Category: Normalization

Two Takes on First Normal Form

Published 2023-10-11 by Kevin Feasel

Joe Celko defends the honor of First Normal Form:

You do not need a complete understanding of regular expressions or ICD codes to follow this article, so don’t worry too much about it. The reason for posting the simplified regular expression was to scare you. My point was that this regular expression would be a pretty impressive CHECK constraint on this column. Shall we be honest? Despite the fact that we know the best programming practice is to detect an error as soon as possible, do you believe that the original poster wrote such a constraint for the concatenated list of ICD codes?

I’m willing to bet that any such validation is being done in an input tier by some poor lonely program, in an application language. Even more likely, it’s not being done at all.

First Normal Form (1NF) says that this concatenated string is a repeated group, and we need to replace it with a proper relational construct.

In the meantime, I’ve continued my series on database normalization and call First Normal Form overrated:

In this video, we start at the ground floor with 1st Normal Form. We’ll learn what people think it is, what it really is, and why it’s not as great as it’s cracked up to be.

I agree with Joe that his ICD-10 code example is a bad database design. The area in which I don’t agree—and for this, I’m leaning heavily on C.J. Date—is that repeating groups actually violate 1NF. My video covers this in a bit more detail and I also include a quotation from Date’s recent book on database design talking about how 1NF has nothing to do with repeating groups or atomicity, and that 1NF could even include relvars inside of relvars (an example Joe shows 1NF preventing).

Comments closed

Data Modeling with Spark–Breaking Data into Multiple Tables

Published 2022-06-02 by Kevin Feasel

Landon Robinson tokenizes data:

The result of joining the 2 DataFrames – pets and colorsdisplays the nickname, color and age of the pets. We went from a normalized dataset where common & recurring values weresubstituted for numeric representation s— to a slightly more denormalized dataset. Let’s keep going!

This is an interesting example of a useful technique but I strongly disagree with Landon about whether this is normalization. Translating a natural key to a surrogate key is not normalizing the data and translating a surrogate key to a natural key (which is what the example does) is not denormalizing the data. A really simplified explanation of the process is that normalization is ensuring that like things are grouped together, not that we build key-value lookup tables for everything. That’s why Landon’s “denormalized” example is just as normalized as the original: each of those attributes describes a unique thing about the pet identified by its (unique) nickname. This would be different if we included things like owner’s name (which could still be on that table), owner’s age, owner’s height, a list of visits to the vet for each pet, when the veterinarians received their licenses, etc.

Comments closed

Saving Space with 6NF in SQL Server

Published 2022-04-11 by Kevin Feasel

Aaron Bertrand has a two-parter. Part one sets up the problem:

We often build logging or other insert-only tables where we store large strings like URLs, host names, or error messages. It’s usually not until the table has terabytes of data that we realize there might have been a better way. If we are logging traffic or exceptions for our own application, it’s likely that we record the same URL, host name, or error message on millions of rows. What if we only had to write that URL or host name or message text once, the first time we saw it? In this tip, I want to share one idea for abstracting away recurring values, reducing storage, and making search queries faster (especially those with wildcards) without requiring immediate changes in the application layer.

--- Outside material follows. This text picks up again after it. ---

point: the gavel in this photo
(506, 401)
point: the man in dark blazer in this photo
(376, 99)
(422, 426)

Part two maximizes the savings:

In my previous tip, I showed how we can make a growing logging table leaner by moving large, repeating strings to their own dimension tables. The solution there involved an AFTER INSERT trigger and assumed that we could change the applications to recognize the new table structure in relatively short order.

Check out both posts for more details. If you’re confused about my calling this 6NF and Aaron mentioning dimension tables, the answer is that he’s talking about the end result and I’m describing the process.

Comments closed

Abnormal Tables and Skewed Data

Published 2021-10-29 by Kevin Feasel

Erik Darling reminds us to be vigilant in database design:

But the Posts table suffers from a serious design flaw in the public data dump: Questions and Answers are in the same table.
I’ve heard that it’s worse behind the scenes, but I don’t have any additional details on that.

Read on to understand why this is a problem and what the ramifications are.

Comments closed

Sixth Normal Form to Avoid NULLs

Published 2021-10-26 by Kevin Feasel

I have a response to an article:

I linked to this on Curated SQL, where I’d started to write out a response. After about four paragraphs of that, I decided that maybe it’d make sense to turn this into a full blog post rather than a mini-commentary, as I think it deserves the lengthier treatment. I’m going to assume that you’ve read Aaron’s post first, and it’s a well-done apologia in support of using NULLs pragmatically. I’ll start my response with a point of agreement, but then move to differences and alternatives before laying out where I see additional common ground between Aaron’s and my thoughts on the matter.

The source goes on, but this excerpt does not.